Malang hari ini tak bisa ditolak, lutut dan telapak Ella tertusuk batu kecil dengan ujung runcing juga laptopnya jatuh dan terbagi menjadi 2, ia pun segera bangkit dan mengambil laptopnya. Ella sempat ingin menyelamatkan data yang tersimpan di sana tetapi layar monitor yang pecah membuat semua sistem berhenti dan mati.
“Aduh, pakai jatuh segala sih? Ini gimana?” Ella ingin menjerit kalau saja ia tidak ingat tengah berada di tempat umum.
Bodyguard itu hanya menjaga Ella dari jarak yang tak dapat dicurigai, kemudian mereka memberitahu keadaan Ella saat ini kepada James. Apa yang sedang menimpa Ella pun seketika membuat James terkejut dan memutuskan akan datang dalam 15 menit, tugas mereka tetap mengawasi ke mana pun Ella pergi.

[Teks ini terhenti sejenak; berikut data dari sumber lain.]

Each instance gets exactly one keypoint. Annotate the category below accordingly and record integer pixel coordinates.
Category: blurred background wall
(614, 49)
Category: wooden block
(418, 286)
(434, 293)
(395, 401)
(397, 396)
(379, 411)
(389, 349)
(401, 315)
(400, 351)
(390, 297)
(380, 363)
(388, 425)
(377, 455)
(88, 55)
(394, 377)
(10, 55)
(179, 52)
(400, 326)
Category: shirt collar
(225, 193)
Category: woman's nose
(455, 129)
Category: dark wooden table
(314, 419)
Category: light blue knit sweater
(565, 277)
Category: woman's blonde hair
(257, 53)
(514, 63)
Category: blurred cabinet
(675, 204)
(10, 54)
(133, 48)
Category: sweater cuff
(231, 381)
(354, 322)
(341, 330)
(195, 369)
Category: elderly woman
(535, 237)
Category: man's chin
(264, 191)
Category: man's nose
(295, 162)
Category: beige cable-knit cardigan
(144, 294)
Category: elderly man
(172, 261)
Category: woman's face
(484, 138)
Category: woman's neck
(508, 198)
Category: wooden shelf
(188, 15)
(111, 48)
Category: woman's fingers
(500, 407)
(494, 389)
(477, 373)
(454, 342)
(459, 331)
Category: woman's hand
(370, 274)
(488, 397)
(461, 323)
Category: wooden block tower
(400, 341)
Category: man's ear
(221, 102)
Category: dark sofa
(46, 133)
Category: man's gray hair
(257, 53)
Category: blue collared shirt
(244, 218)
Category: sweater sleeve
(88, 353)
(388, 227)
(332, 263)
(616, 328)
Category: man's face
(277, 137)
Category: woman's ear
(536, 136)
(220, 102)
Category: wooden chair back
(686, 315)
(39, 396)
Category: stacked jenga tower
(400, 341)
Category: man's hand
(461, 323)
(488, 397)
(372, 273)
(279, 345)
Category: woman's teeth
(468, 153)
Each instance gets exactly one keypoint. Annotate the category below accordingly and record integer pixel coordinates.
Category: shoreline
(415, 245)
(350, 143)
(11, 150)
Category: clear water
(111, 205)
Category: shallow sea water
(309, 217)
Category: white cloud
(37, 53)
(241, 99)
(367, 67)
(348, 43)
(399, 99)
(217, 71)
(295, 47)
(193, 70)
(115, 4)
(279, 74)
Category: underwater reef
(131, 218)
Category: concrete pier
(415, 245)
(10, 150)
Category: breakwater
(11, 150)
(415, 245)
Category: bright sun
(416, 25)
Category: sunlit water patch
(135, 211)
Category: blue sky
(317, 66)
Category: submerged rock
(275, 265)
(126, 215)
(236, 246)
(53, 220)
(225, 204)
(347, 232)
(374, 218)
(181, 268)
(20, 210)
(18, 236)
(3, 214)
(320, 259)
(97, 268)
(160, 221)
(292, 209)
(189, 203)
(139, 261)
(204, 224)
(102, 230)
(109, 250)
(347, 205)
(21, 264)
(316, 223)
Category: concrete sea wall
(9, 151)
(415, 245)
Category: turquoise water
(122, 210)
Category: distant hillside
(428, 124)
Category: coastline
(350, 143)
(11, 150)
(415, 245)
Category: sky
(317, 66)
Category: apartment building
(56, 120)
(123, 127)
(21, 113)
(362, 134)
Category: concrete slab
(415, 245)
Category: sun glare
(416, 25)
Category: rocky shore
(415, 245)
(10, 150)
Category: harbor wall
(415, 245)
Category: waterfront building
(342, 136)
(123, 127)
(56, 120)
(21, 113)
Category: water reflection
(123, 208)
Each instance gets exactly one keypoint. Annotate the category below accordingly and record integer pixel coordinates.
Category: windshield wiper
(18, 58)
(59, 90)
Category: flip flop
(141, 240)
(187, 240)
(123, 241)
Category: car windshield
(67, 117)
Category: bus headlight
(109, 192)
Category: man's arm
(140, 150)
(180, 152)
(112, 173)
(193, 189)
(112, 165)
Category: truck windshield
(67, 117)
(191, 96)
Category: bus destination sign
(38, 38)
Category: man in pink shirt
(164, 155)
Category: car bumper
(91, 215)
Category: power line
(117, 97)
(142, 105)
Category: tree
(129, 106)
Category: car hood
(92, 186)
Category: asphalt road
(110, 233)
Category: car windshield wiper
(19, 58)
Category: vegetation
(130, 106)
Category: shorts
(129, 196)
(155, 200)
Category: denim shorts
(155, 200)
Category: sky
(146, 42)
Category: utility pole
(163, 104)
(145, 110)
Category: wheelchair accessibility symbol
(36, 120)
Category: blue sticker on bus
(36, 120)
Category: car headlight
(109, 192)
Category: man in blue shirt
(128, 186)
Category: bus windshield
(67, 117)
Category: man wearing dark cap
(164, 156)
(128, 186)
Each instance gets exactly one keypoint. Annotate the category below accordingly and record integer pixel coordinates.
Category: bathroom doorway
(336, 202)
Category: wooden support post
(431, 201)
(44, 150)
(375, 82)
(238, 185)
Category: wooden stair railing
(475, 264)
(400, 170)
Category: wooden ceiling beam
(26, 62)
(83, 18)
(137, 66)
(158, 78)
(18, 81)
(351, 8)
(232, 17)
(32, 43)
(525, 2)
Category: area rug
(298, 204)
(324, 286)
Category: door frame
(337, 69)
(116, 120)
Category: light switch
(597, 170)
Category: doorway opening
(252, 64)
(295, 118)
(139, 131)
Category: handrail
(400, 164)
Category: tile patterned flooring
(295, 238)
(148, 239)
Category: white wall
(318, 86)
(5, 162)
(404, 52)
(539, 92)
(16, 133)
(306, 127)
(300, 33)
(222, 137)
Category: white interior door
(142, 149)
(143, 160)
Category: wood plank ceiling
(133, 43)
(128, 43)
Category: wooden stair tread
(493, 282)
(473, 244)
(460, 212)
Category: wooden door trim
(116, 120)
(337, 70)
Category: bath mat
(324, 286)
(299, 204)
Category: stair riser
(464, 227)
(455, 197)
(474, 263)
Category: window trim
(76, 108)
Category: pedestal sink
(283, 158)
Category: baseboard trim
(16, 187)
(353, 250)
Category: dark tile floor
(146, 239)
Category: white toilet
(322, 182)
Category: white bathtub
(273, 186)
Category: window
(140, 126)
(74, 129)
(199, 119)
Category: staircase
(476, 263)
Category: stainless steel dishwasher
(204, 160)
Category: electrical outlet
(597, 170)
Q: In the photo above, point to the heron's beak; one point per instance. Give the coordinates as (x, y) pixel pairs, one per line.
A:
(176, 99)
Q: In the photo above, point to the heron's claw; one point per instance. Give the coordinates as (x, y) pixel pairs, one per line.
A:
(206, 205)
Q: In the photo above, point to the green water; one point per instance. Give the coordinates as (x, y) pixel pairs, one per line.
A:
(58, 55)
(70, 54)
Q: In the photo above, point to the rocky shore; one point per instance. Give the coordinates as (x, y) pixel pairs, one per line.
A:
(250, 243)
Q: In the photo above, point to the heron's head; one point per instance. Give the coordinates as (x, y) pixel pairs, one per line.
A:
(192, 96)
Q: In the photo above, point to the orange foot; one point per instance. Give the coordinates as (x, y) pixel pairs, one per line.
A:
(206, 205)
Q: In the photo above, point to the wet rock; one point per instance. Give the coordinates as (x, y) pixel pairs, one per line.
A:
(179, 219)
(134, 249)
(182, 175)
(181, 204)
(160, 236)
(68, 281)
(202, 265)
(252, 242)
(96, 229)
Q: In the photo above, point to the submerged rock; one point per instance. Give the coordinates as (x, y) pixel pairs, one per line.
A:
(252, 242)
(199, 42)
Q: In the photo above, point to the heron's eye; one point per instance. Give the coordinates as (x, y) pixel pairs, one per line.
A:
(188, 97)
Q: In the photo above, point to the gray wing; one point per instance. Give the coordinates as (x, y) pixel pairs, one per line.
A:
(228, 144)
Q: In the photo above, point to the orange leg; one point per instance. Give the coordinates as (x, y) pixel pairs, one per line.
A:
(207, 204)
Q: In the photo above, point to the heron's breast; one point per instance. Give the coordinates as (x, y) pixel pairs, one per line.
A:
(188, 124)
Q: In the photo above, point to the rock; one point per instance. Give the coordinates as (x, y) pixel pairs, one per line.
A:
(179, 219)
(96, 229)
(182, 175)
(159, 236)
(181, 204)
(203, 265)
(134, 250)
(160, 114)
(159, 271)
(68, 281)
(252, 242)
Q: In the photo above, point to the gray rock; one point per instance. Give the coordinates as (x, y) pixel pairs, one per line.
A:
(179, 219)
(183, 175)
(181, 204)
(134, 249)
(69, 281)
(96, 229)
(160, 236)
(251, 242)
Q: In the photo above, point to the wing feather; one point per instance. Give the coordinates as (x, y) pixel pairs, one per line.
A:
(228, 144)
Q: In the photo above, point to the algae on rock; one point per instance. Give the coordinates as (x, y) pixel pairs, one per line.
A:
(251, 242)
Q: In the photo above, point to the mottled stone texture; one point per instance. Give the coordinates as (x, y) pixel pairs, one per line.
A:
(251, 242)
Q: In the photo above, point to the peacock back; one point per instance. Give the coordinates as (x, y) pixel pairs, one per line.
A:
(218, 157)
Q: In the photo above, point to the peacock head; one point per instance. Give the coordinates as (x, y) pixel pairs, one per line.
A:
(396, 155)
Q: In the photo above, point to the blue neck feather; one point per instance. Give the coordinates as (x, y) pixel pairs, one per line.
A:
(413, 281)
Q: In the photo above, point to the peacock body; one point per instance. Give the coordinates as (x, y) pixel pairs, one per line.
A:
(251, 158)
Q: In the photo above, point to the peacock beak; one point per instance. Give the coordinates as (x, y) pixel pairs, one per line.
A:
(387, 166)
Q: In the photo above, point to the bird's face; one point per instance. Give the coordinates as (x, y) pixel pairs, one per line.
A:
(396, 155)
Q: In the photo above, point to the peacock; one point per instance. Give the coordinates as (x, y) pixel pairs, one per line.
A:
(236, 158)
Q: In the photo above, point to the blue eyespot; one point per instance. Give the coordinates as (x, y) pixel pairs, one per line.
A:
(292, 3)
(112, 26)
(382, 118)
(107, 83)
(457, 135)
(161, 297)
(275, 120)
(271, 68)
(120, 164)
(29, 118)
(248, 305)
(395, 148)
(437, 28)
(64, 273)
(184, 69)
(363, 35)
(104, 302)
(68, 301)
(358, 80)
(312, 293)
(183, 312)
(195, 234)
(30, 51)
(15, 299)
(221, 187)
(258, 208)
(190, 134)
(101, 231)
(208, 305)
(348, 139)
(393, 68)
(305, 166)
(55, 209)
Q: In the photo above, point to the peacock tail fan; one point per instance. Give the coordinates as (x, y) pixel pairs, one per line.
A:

Belum sempat kedatangan James membantu, rupanya Alessa datang tepat setelah Ella mengemas laptop yang rusak ke dalam tas. Ia pun tidak peduli ketika Alessa terlihat berlarian ke tempatnya, tak lama datang bus berikutnya tapi Ella gagal karena Alessa lebih dulu menghalangi.
“Kau kenapa bisa terluka seperti ini?” Alessa melihat lalu meraba telapak tangan yang terluka, ia pun tahu ini bukan luka serius.
“Hanya terkena batu,” Ella memandangi sekitar mencari James. “Kenapa baru jemput?”
Alessa menarik tas bermaksud membantu, kemudian ia membawa Ella ke tempat duduk panjang di bawah pohon. “Kau terluka Ella, kita ke klinik untuk membersihkan luka itu dan… Ini harus dijahit.”
Baru Ella merasakan luka itu menimbulkan nyeri juga darah yang keluar di kaki cukup banyak karena batu kecil itu berhasil merobek kulitnya, perkataan itu segera ditanggapi dan ia memberi arah menuju klinik kepada Alessa.
Sesampainya di klinik barulah Ella melihat James keluar dari mobil lalu berlari kecil ke arahnya, ia pun sempat tersenyum namun teringat perkataan teman-temannya semua menjadi kembali rusuh dalam pikiran. Ella terdiam ketika James berkata, merasakan luka di kaki saja ia tidak becus dan menahan tangis.
“Kok bisa sih kamu jatuh hm?” James mengusap keringat di kening Ella.
“Nggak ati-ati aja,” Ella tertunduk. “Tadi sempat lari-larian.”
“Kenapa bisa lari-lari di jalanan?” James ingin jawaban yang lebih.
“Tadi… Aku mau ngejar bis,”
James tak habis pikir, meski ingin menyalahkan ia tetap tenang karena ini hal tidak disengaja. “Kamu mau naik bis? Emangnya mau pergi ke mana hm?”
“Pulang,”
Sekali lagi James menarik lalu melepas napasnya pelan, ia tahu Ella masih menyimpan banyak keraguan. Keadaan itu tercetak jelas di wajah. “Ella sayang, kan Paman sudah pernah bilang ‘kan? Ada Alessa yang akan antar jemput kamu kemanapun kamu pergi, kenapa nggak nunggu saja?”
“Kelas udah selesai 30 menit, tapi itu bukan karena Alessa telat. Aku… Cuma mau jalan-jalan ke rumah Ayah sama Bunda.” Terang Ella menahan sakit ketika perawat membersihkan lukanya.
“Ok, besok kita coba ke sana! Walaupun mereka nggak akan datang,”
Ella pun menggeleng lemah. “Aku ingin hari ini, tapi… Nggak apa-apa, bisa lain kali kok.”
Raut itu lesu, sapaan matanya sayu dan James tidak bisa membiarkan hal itu tetap ada. “Besok atau lusa kita ke sana, tapi… khusus hari ini kamu istirahat di rumah, urusan les biar Paman panggil guru kamu ke rumah!”
Ide itu kurang baik bagi Ella. “Kok gitu? Tapi kan…,”
James membungkam bibir tipis itu dengan jari telunjuk. “Ssh… Jangan cerewet! Nanti Paman gigit!”
Ella pun menahan tawa saat James berkata demikian. “Aku bukan tulang, Paman.”
Keduanya saling menahan tawa di ruangan tak terlalu besar, kemudian Ella harus berperang lagi melawan rasa sakit saat beberapa luka kecil di telapak tangan dan lutut itu diberi obat merah, sementara kakinya mendapat jahitan sepanjang 4 centimeter.